🤖 AI Summary
This work investigates the necessity and benefits of incorporating historical state memory when modeling time-dependent partial differential equations (PDEs), challenging the conventional Markovian assumption. Leveraging the Mori–Zwanzig formalism, we provide the first rigorous theoretical proof that explicit memory modeling yields fundamental representational gains for linear PDEs. Building on this insight, we propose the Memory Neural Operator (MemNO), a novel architecture that synergistically integrates the S4 state-space model—capable of capturing long-range temporal dependencies—with the Fourier Neural Operator—designed to represent spatial nonlinearities. Evaluated on challenging benchmarks—including low-resolution data, noisy observations, and high-frequency-dominated PDEs (e.g., low-viscosity fluid dynamics)—MemNO achieves up to a 6× reduction in test error compared to state-of-the-art baselines. The method significantly enhances generalization accuracy and robustness under distributional shifts and data scarcity.
📝 Abstract
Data-driven techniques have emerged as a promising alternative to traditional numerical methods for solving PDEs. For time-dependent PDEs, many approaches are Markovian -- the evolution of the trained system only depends on the current state, and not the past states. In this work, we investigate the benefits of using memory for modeling time-dependent PDEs: that is, when past states are explicitly used to predict the future. Motivated by the Mori-Zwanzig theory of model reduction, we theoretically exhibit examples of simple (even linear) PDEs, in which a solution that uses memory is arbitrarily better than a Markovian solution. Additionally, we introduce Memory Neural Operator (MemNO), a neural operator architecture that combines recent state space models (specifically, S4) and Fourier Neural Operators (FNOs) to effectively model memory.
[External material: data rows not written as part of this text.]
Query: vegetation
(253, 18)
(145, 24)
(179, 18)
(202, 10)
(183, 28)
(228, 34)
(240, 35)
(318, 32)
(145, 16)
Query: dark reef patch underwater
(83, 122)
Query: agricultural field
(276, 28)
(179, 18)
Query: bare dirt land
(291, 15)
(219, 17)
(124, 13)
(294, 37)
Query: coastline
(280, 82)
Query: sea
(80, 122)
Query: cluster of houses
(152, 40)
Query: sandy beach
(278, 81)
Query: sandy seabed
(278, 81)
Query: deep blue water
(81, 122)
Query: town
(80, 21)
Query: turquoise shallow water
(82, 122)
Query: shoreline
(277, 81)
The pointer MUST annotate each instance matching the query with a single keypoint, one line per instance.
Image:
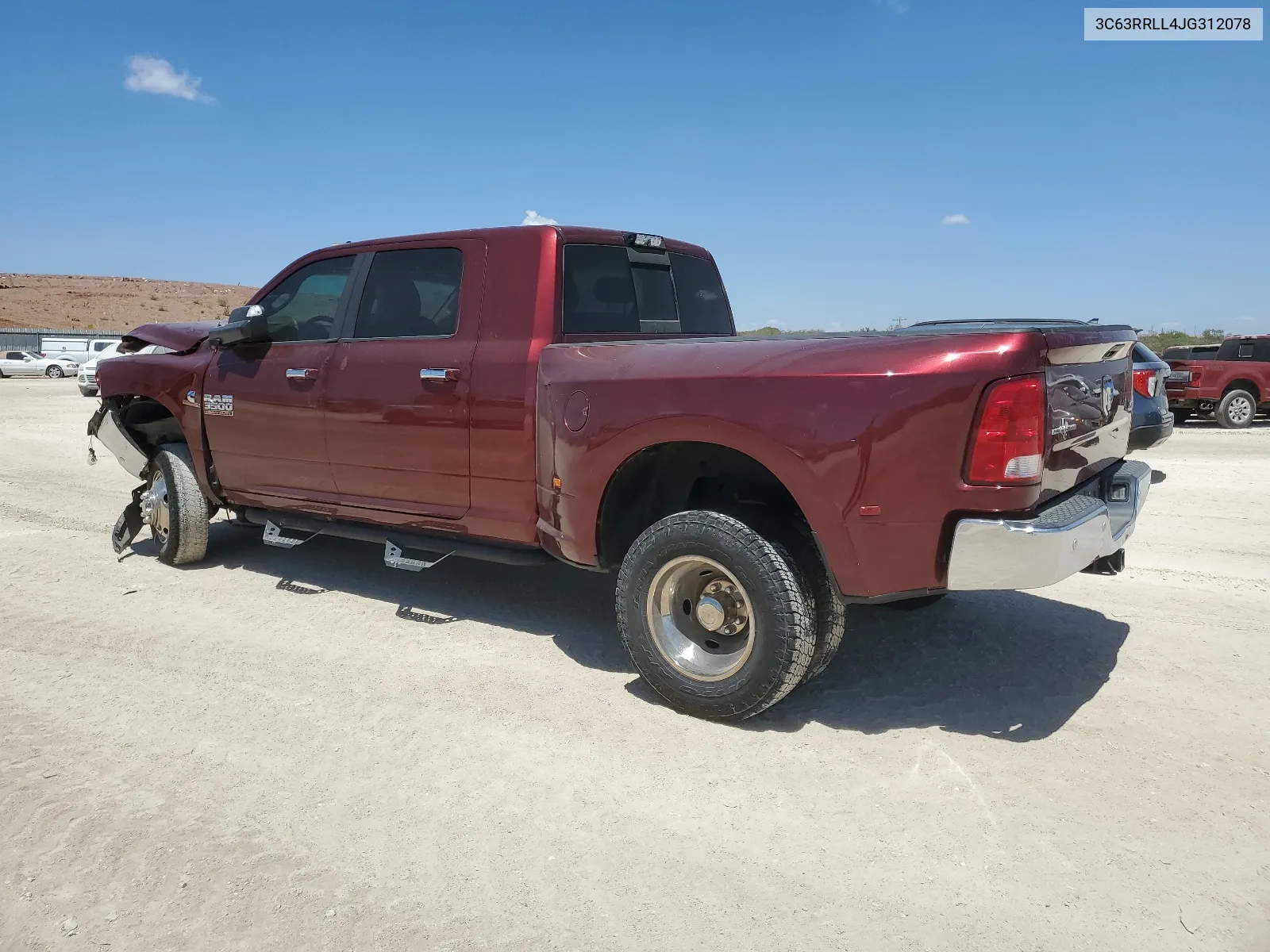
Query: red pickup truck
(531, 393)
(1232, 384)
We empirically demonstrate that when the PDEs are supplied in low resolution or contain observation noise at train and test time, MemNO significantly outperforms the baselines without memory -- with up to 6x reduction in test error. Furthermore, we show that this benefit is particularly pronounced when the PDE solutions have significant high-frequency Fourier modes (e.g., low-viscosity fluid dynamics) and we construct a challenging benchmark dataset consisting of such PDEs.